9. Miscellaneous topics

9.1. Non-ramdisk root filesystems

Section 4 gave instructions for building a compressed root filesystem which is loaded to ramdisk when the system boots. This method has many advantages so it is commonly used. However, some systems with little memory cannot afford the RAM needed for this, and they must use root filesystems mounted directly from the diskette.

Such filesystems are actually easier to build than compressed root filesystems because they can be built on a diskette rather than on some other device, and they do not have to be compressed. We will outline the procedure as it differs from the instructions above. If you choose to do this, keep in mind that you will have much less space available.

  1. Calculate how much space you will have available for root files. If you are building a single boot/root disk, you must fit all blocks for the kernel plus all blocks for the root filesystem on the one disk.

  2. Using mke2fs, create a root filesystem on a diskette of the appropriate size.

  3. Populate the filesystem as described above.

  4. When done, unmount the filesystem and transfer it to a disk file but do not compress it.

  5. Transfer the kernel to a floppy diskette, as described above. When calculating the ramdisk word, set bit 14 to zero, to indicate that the root filesystem is not to be loaded to ramdisk. Run the rdev's as described.

  6. Transfer the root filesystem as before.

There are several shortcuts you can take. If you are building a two-disk set, you can build the complete root filesystem directly on the second disk and you need not transfer it to a hard disk file and then back. Also, if you are building a single boot/root disk and using LILO, you can build a single filesystem on the entire disk, containing the kernel, LILO files and root files, and simply run LILO as the last step.

9.2. Building a utility disk

Building a utility disk is relatively easy -- simply create a filesystem on a formatted disk and copy files to it. To use it with a bootdisk, mount it manually after the system is booted.

In the instructions above, we mentioned that the utility disk could be mounted as /usr. In this case, binaries could be placed into a /bin directory on your utility disk, so that placing /usr/bin in your path will access them. Additional libraries needed by the binaries are placed in /lib on the utility disk.

There are several important points to keep in mind when designing a utility disk:

  1. Do not place critical system binaries or libraries onto the utility disk, since it will not be mountable until after the system has booted.

  2. You cannot access a floppy diskette and a floppy tape drive simultaneously. This means that if you have a floppy tape drive, you will not be able to access it while your utility disk is mounted.

  3. Access to files on the utility disk will be slow.
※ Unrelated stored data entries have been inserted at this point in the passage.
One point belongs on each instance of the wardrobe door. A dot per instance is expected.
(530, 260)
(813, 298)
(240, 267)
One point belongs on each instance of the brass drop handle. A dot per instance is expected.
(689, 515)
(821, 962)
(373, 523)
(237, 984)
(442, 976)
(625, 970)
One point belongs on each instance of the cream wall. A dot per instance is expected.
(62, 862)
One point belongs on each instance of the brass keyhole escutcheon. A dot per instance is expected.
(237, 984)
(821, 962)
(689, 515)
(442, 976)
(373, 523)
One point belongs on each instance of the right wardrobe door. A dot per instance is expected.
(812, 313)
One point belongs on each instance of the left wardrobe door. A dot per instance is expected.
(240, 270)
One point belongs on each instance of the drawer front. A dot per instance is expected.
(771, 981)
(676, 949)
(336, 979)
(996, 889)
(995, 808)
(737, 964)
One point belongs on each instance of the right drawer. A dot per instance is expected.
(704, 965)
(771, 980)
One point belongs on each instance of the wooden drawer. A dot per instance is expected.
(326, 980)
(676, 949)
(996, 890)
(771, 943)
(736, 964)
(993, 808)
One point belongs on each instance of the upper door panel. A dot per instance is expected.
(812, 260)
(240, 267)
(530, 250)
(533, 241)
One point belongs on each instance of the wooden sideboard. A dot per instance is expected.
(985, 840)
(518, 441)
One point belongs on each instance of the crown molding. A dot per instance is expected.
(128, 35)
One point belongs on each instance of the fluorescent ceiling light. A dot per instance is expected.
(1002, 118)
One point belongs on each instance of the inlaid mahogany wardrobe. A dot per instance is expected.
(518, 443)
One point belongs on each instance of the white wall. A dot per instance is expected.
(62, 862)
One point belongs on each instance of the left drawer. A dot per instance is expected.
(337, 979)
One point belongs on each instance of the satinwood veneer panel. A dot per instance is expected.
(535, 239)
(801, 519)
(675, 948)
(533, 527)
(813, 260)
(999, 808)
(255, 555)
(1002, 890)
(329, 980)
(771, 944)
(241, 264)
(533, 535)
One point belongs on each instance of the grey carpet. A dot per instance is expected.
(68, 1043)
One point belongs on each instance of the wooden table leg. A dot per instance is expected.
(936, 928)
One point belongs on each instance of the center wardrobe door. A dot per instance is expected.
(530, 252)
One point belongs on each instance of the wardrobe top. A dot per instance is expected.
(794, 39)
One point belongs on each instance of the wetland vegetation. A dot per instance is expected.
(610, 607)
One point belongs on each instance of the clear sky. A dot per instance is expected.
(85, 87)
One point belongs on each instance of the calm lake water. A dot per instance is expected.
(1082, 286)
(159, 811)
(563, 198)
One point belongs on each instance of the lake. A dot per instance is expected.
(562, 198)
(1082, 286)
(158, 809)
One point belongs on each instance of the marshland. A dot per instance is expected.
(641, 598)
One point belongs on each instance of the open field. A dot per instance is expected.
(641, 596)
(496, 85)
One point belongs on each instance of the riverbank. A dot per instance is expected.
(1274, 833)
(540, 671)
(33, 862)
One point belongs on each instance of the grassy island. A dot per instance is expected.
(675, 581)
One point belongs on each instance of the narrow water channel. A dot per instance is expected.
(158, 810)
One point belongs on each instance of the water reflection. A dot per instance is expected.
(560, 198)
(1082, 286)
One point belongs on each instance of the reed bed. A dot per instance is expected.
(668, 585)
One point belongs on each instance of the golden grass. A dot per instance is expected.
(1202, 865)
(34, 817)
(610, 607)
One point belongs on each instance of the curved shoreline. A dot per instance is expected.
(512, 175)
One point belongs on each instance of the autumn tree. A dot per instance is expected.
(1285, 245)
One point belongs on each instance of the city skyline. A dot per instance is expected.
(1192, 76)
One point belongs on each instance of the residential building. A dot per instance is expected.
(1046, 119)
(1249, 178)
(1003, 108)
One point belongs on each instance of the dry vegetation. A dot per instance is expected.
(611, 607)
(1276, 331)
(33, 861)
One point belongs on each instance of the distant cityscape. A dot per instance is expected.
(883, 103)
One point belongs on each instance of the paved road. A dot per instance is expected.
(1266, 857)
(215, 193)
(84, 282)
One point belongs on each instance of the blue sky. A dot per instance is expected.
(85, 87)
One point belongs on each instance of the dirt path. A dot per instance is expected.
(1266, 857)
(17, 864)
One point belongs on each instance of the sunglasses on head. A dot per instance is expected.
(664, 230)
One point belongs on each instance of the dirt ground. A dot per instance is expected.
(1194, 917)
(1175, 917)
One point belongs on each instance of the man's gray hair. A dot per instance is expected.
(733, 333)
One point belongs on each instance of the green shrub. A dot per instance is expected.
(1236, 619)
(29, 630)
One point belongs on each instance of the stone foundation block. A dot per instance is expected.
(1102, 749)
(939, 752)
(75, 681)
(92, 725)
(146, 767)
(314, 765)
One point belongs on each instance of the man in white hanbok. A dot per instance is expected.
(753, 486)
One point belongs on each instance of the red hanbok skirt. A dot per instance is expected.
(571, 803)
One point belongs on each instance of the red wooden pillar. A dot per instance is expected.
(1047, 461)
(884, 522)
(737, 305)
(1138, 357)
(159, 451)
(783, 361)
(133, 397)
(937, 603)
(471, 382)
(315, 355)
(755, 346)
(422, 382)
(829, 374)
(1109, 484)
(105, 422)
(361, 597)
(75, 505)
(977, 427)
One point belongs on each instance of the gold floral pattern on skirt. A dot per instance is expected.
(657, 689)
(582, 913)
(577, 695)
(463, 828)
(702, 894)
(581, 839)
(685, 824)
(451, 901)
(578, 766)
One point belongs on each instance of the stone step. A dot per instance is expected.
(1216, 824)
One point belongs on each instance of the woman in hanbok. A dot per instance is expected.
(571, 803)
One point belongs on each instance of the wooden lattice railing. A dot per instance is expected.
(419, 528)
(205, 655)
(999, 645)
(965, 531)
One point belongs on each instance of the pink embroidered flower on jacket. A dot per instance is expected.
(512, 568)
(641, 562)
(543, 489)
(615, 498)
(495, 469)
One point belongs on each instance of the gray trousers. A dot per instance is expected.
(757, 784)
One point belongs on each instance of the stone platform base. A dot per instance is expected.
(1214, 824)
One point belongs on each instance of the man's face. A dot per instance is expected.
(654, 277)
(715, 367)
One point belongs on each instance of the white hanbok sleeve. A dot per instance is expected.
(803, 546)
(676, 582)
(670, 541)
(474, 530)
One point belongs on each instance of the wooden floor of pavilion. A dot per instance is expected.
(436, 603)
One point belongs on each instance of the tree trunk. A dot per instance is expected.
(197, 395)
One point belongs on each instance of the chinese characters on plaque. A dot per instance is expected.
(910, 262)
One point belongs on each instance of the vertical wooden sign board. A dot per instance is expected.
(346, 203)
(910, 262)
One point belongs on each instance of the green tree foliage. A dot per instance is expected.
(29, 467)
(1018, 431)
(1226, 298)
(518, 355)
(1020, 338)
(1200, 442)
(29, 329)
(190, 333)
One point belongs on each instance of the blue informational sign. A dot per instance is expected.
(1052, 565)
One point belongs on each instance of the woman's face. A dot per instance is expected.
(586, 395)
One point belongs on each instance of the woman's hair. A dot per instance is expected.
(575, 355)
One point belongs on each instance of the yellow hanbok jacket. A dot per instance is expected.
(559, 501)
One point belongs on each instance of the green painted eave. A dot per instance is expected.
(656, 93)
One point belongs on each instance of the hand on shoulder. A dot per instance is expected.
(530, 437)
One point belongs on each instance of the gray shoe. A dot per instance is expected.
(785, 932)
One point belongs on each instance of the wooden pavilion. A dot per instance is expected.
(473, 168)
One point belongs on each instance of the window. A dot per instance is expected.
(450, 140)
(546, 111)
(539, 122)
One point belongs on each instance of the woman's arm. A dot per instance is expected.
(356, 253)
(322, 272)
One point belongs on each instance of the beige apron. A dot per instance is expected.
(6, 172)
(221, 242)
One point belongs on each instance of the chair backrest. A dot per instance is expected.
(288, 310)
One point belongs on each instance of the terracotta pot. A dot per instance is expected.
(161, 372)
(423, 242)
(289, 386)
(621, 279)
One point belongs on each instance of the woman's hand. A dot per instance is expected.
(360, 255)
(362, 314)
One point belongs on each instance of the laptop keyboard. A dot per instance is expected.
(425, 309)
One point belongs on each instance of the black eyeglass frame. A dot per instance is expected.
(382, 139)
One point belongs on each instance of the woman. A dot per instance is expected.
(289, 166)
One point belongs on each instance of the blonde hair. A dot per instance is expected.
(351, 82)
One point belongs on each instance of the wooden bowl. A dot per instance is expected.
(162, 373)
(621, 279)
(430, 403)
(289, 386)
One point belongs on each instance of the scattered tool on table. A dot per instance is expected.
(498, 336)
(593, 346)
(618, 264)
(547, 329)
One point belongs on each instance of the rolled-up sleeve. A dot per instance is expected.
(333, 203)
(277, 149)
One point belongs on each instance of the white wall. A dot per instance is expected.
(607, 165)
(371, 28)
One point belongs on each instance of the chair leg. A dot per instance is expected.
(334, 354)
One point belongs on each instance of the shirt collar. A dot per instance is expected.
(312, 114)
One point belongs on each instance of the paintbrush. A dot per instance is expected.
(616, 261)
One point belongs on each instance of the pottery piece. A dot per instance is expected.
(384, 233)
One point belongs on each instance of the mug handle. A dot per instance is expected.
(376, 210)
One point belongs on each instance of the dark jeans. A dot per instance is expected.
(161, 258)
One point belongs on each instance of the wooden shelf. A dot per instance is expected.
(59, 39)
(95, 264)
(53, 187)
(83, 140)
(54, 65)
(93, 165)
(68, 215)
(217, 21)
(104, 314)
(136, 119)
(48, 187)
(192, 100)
Appendix D shows a sample of files on a utility disk. Here are some ideas for files you may find useful: programs for examining and manipulating disks (format, fdisk) and filesystems (mke2fs, fsck, debugfs, isofs.o), a lightweight text editor (elvis, jove), compression and archive utilities (gzip, bzip, tar, cpio, afio), tape utilities (mt, ftmt, tob, taper), communications utilities (ppp.o, slip.o, minicom) and utilities for devices (setserial, mknod).